Is it a symptom of broader economic woes, a backlash against the expanding bicycle and pedestrian infrastructure in the more forward-looking American cities (too often I see badly misinformed comments in newspaper articles that bicyclists and pedestrians "don't pay" for these facilities), or something else?
I had my first experience with a hit-and-run driver this summer, fortunately while I was driving my car to work rather than bike-commuting. I made a right turn on a green light and a driver to my left ran a red light, plowed into the side of my car, wobbled a bit as if deciding whether or not to pull over, and kept going. I believe he was doing about 40 mph when he hit me, and there were no signs that he attempted to brake beforehand.
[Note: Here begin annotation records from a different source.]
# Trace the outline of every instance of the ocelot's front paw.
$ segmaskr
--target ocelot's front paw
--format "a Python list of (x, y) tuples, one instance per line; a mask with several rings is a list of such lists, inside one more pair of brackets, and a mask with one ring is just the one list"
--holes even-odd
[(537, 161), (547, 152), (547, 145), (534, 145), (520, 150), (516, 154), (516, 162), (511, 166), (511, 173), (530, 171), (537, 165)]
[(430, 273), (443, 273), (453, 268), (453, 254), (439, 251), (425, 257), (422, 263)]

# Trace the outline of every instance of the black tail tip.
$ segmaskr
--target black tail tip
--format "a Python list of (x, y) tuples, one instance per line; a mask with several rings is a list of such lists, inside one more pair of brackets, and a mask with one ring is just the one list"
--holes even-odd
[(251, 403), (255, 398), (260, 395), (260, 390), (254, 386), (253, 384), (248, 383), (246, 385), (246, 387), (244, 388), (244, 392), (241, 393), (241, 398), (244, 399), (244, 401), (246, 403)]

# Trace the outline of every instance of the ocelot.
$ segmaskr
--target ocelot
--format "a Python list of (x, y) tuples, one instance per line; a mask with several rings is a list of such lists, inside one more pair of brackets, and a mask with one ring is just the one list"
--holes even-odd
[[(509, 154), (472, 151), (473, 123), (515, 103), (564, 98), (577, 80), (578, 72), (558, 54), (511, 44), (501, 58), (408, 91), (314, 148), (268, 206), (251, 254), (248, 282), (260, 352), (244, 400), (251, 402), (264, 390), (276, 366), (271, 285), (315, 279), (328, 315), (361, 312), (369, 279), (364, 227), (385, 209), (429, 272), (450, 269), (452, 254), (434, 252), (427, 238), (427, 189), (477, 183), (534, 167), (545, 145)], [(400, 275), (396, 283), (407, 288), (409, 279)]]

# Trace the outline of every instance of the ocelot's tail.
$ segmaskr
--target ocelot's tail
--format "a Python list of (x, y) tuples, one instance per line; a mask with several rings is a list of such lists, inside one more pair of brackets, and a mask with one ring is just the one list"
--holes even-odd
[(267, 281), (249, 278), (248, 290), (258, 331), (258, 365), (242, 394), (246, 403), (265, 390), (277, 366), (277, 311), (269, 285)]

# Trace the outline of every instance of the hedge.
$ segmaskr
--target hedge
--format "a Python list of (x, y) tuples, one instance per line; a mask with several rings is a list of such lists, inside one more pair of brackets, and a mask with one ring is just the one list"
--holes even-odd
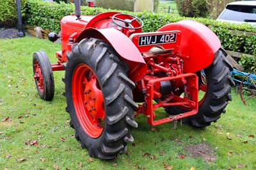
[[(13, 0), (0, 0), (0, 26), (12, 27), (16, 25), (18, 15), (17, 6)], [(28, 0), (20, 0), (22, 15), (26, 13)]]
[[(26, 15), (26, 24), (40, 26), (45, 29), (60, 31), (60, 19), (71, 13), (75, 12), (74, 4), (49, 3), (40, 0), (29, 0), (28, 10)], [(82, 15), (95, 15), (102, 12), (111, 11), (101, 8), (81, 6)], [(130, 13), (141, 18), (144, 21), (143, 32), (156, 31), (161, 26), (171, 22), (184, 19), (191, 19), (200, 22), (211, 29), (219, 37), (222, 47), (226, 50), (240, 52), (256, 56), (256, 35), (248, 36), (245, 33), (232, 35), (229, 30), (236, 30), (256, 33), (256, 27), (247, 24), (236, 25), (227, 22), (220, 22), (204, 18), (188, 18), (173, 16), (172, 14), (156, 13), (147, 12)]]

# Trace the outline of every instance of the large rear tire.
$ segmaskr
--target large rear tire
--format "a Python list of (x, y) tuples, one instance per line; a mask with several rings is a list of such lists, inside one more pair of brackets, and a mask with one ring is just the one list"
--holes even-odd
[[(234, 82), (230, 76), (231, 64), (226, 58), (227, 53), (220, 49), (215, 54), (212, 64), (204, 69), (204, 74), (197, 73), (199, 77), (198, 86), (204, 93), (198, 101), (198, 112), (196, 114), (183, 119), (185, 123), (196, 127), (205, 127), (215, 122), (225, 112), (228, 101), (232, 100), (231, 88)], [(170, 114), (186, 112), (186, 107), (166, 107)]]
[(51, 100), (54, 96), (54, 79), (50, 60), (44, 51), (33, 54), (35, 82), (40, 98)]
[(65, 96), (76, 137), (92, 157), (115, 158), (132, 143), (135, 84), (107, 43), (84, 39), (72, 47), (65, 66)]

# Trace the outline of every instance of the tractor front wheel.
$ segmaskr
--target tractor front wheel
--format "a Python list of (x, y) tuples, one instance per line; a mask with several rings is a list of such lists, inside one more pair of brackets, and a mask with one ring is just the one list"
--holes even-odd
[(54, 96), (54, 80), (50, 60), (44, 51), (33, 54), (33, 70), (39, 96), (43, 100), (51, 100)]
[(92, 157), (112, 159), (133, 141), (135, 84), (112, 47), (95, 38), (72, 47), (65, 66), (65, 96), (76, 137)]

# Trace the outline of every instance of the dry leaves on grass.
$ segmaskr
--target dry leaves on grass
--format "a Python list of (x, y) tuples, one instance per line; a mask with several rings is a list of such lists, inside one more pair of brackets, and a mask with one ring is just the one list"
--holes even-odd
[(55, 168), (56, 170), (59, 170), (60, 168), (57, 165), (54, 164), (53, 167)]
[(9, 120), (10, 120), (9, 116), (7, 116), (4, 119), (1, 120), (1, 121), (8, 121)]

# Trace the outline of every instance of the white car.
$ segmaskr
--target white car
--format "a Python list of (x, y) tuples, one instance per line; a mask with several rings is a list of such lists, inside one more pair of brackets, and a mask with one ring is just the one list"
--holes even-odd
[(228, 4), (217, 20), (237, 24), (247, 22), (256, 26), (256, 1), (237, 1)]

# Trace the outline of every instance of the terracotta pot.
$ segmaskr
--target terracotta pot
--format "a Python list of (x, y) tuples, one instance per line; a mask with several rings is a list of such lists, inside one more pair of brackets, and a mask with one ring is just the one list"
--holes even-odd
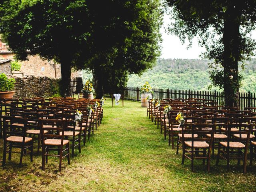
[(92, 93), (84, 93), (84, 96), (86, 99), (88, 99), (89, 102), (93, 99), (93, 94)]
[(14, 91), (0, 92), (0, 101), (4, 101), (4, 99), (12, 99), (14, 94)]
[(141, 106), (142, 107), (149, 107), (148, 101), (147, 100), (147, 97), (150, 95), (152, 97), (152, 95), (151, 93), (145, 93), (141, 94), (140, 102), (141, 102)]

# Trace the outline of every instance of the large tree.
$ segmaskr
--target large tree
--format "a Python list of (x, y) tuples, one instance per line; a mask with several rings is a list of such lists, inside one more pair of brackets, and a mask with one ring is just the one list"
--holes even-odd
[(254, 55), (255, 42), (250, 38), (255, 29), (256, 1), (166, 0), (174, 22), (169, 30), (184, 42), (198, 37), (206, 48), (202, 55), (213, 59), (210, 78), (223, 88), (225, 105), (238, 106), (242, 77), (238, 64)]
[(140, 73), (159, 55), (158, 0), (6, 0), (0, 5), (4, 41), (18, 59), (38, 54), (60, 62), (62, 96), (71, 94), (72, 67), (92, 70), (100, 96), (113, 70), (118, 77), (119, 69)]
[[(128, 74), (141, 74), (152, 67), (160, 55), (162, 17), (160, 1), (121, 1), (118, 6), (126, 8), (110, 11), (117, 2), (102, 2), (92, 16), (92, 56), (84, 60), (92, 72), (98, 98), (104, 91), (125, 87)], [(97, 3), (90, 1), (88, 9)]]
[(0, 7), (0, 33), (16, 59), (38, 54), (59, 62), (61, 94), (71, 95), (72, 61), (90, 34), (85, 1), (8, 0)]

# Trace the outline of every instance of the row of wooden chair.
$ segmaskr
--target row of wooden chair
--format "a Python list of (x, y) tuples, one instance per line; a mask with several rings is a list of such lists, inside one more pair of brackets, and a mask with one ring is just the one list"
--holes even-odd
[[(94, 126), (99, 126), (103, 118), (100, 106), (94, 107), (94, 111), (91, 115), (89, 114), (88, 108), (78, 108), (83, 116), (82, 120), (77, 123), (74, 114), (76, 111), (74, 108), (52, 105), (44, 108), (32, 105), (32, 103), (28, 105), (15, 105), (13, 103), (18, 102), (8, 101), (11, 103), (2, 104), (1, 108), (2, 110), (1, 119), (3, 125), (3, 166), (6, 163), (6, 154), (8, 154), (8, 159), (10, 160), (12, 153), (15, 152), (12, 149), (15, 148), (21, 149), (20, 165), (25, 154), (30, 154), (32, 161), (33, 143), (36, 140), (38, 154), (42, 148), (42, 170), (44, 170), (48, 156), (53, 156), (60, 158), (60, 171), (64, 158), (66, 157), (68, 164), (70, 163), (70, 144), (72, 157), (75, 148), (77, 147), (80, 152), (81, 142), (83, 141), (84, 145), (85, 144), (86, 137), (89, 140), (91, 133), (94, 134)], [(73, 101), (70, 100), (70, 104)], [(87, 101), (84, 100), (83, 103), (85, 104)], [(40, 103), (44, 102), (42, 100)], [(50, 154), (52, 150), (57, 151), (58, 154)]]
[[(163, 130), (165, 139), (167, 136), (168, 136), (169, 144), (170, 145), (172, 143), (173, 149), (174, 148), (174, 137), (177, 138), (176, 153), (178, 154), (179, 148), (182, 149), (182, 164), (185, 158), (188, 157), (192, 162), (192, 170), (193, 171), (194, 158), (202, 158), (204, 163), (207, 159), (209, 171), (211, 151), (213, 151), (212, 156), (214, 158), (214, 148), (218, 146), (217, 164), (220, 158), (224, 158), (228, 162), (228, 170), (231, 158), (230, 155), (236, 153), (238, 155), (236, 157), (238, 159), (238, 164), (240, 164), (242, 159), (244, 163), (244, 172), (246, 172), (249, 146), (250, 165), (252, 165), (253, 157), (256, 154), (255, 109), (247, 108), (243, 111), (239, 111), (236, 108), (213, 110), (189, 107), (173, 108), (169, 113), (164, 114), (164, 106), (170, 105), (169, 102), (161, 101), (161, 106), (156, 108), (150, 104), (150, 107), (147, 113), (150, 116), (149, 119), (151, 117), (152, 120), (154, 121), (155, 124), (156, 122), (158, 122), (158, 122), (160, 123), (161, 132)], [(182, 112), (185, 116), (185, 122), (183, 125), (180, 125), (175, 119), (177, 113), (179, 112)], [(194, 128), (193, 128), (193, 126)], [(194, 144), (196, 144), (195, 142), (198, 141), (199, 142), (196, 143), (198, 145), (194, 146)], [(192, 143), (193, 147), (191, 145)], [(182, 144), (182, 146), (180, 145)], [(200, 145), (200, 144), (202, 145)], [(206, 147), (206, 146), (207, 147)], [(189, 149), (186, 148), (188, 147)], [(202, 150), (200, 151), (198, 149), (200, 148)], [(236, 149), (237, 151), (234, 152), (234, 149)], [(203, 158), (201, 158), (202, 156), (198, 156), (200, 152), (202, 153)], [(188, 153), (190, 154), (190, 157), (187, 155)]]

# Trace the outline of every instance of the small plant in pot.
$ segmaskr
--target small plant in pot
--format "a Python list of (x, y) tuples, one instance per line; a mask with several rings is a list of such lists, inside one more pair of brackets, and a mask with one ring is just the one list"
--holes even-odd
[(0, 100), (13, 97), (15, 84), (14, 78), (8, 78), (4, 73), (0, 74)]

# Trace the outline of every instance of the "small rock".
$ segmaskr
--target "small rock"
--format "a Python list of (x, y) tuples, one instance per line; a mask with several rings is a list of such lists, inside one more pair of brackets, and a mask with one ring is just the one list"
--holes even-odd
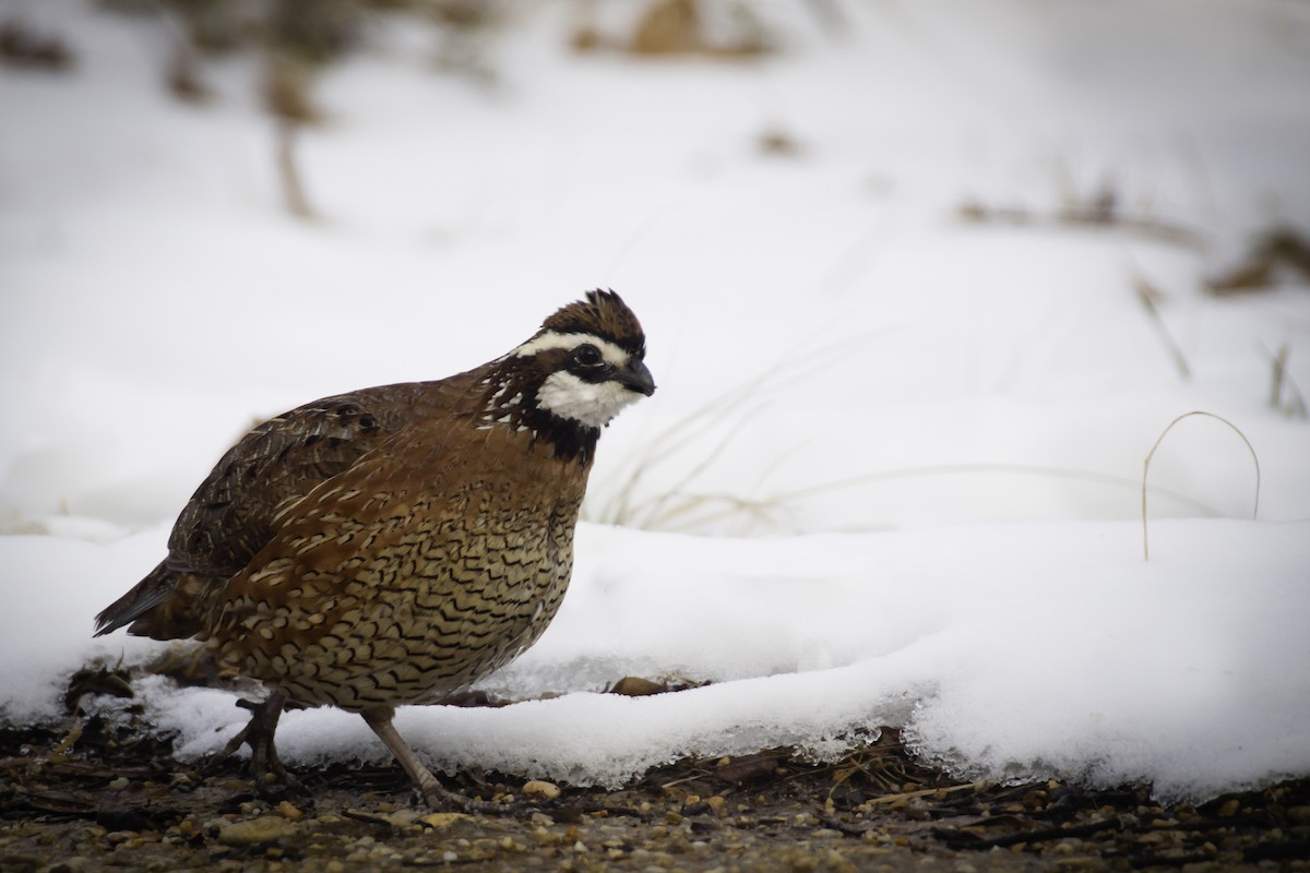
[(441, 830), (443, 827), (449, 827), (456, 822), (468, 818), (464, 813), (432, 813), (431, 815), (422, 815), (417, 821), (427, 825), (428, 827), (435, 827)]
[(296, 826), (282, 815), (263, 815), (220, 827), (219, 842), (224, 846), (255, 846), (280, 840), (295, 830)]
[(278, 804), (278, 814), (286, 818), (288, 822), (299, 822), (305, 817), (304, 810), (292, 805), (291, 801), (282, 801)]
[(559, 797), (559, 785), (541, 779), (525, 781), (520, 791), (524, 797), (541, 797), (544, 800), (554, 800), (555, 797)]

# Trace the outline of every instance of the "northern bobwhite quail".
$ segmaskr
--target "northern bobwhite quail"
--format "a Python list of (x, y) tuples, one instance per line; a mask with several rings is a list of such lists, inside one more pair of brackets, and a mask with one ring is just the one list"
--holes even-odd
[(364, 717), (430, 804), (452, 802), (397, 734), (396, 707), (468, 688), (545, 631), (600, 428), (655, 390), (645, 353), (631, 310), (592, 291), (465, 373), (265, 421), (196, 488), (168, 558), (96, 616), (98, 633), (195, 636), (223, 674), (266, 685), (263, 704), (242, 702), (255, 775), (286, 775), (283, 704), (335, 705)]

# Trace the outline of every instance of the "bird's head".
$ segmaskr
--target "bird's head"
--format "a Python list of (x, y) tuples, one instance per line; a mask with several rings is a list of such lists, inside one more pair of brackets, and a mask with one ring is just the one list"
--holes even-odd
[(655, 393), (645, 357), (633, 310), (613, 291), (590, 291), (499, 359), (483, 420), (532, 429), (557, 448), (593, 445), (601, 427)]

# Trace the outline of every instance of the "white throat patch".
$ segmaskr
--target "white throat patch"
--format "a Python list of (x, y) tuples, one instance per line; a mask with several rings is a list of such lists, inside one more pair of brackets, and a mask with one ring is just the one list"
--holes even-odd
[(641, 394), (618, 382), (592, 385), (572, 373), (552, 373), (537, 391), (537, 407), (561, 419), (571, 419), (588, 428), (609, 424), (624, 407), (639, 401)]

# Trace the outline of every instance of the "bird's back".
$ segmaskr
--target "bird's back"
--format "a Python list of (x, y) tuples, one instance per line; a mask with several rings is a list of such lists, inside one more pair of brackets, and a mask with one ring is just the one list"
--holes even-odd
[(441, 415), (477, 381), (469, 372), (369, 387), (259, 424), (191, 495), (173, 525), (168, 558), (96, 616), (97, 633), (130, 626), (128, 633), (157, 640), (203, 635), (214, 598), (272, 539), (284, 507), (348, 470), (389, 436)]

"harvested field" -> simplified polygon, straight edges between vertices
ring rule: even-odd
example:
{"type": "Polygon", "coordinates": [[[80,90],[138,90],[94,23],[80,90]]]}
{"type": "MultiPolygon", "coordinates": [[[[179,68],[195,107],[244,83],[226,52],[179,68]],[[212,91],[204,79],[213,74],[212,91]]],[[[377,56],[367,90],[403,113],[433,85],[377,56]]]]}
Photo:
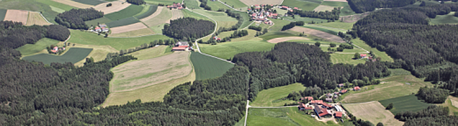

Fortunately for me, the driver who'd been right behind Mr. Hit and Run saw the whole thing and returned to the scene as a witness by the time the police detective arrived to investigate. Unlike me, he also supplied a full license plate number (I only got the second half of it -- which was probably wrong -- from the rapidly receding car). I haven't heard yet if they caught the guy, but they should have enough information to do so if more important police investigations don't intervene.
My sincere condolences go out to those who have not been as fortunate as I was in my hit-and-run encounter (while my car was nearly totaled, I was unharmed). I will be very happy if some of the hit-and-run drivers who killed or injured people in the Seattle area this year get caught and prosecuted to the full extent of the law before the idiot who ran into me. But still, it would be nice if some of the drivers who're impaired, angry, or distracted enough to cause a collision get taken off the road before it's too late and they hurt someone far worse than they banged up my car.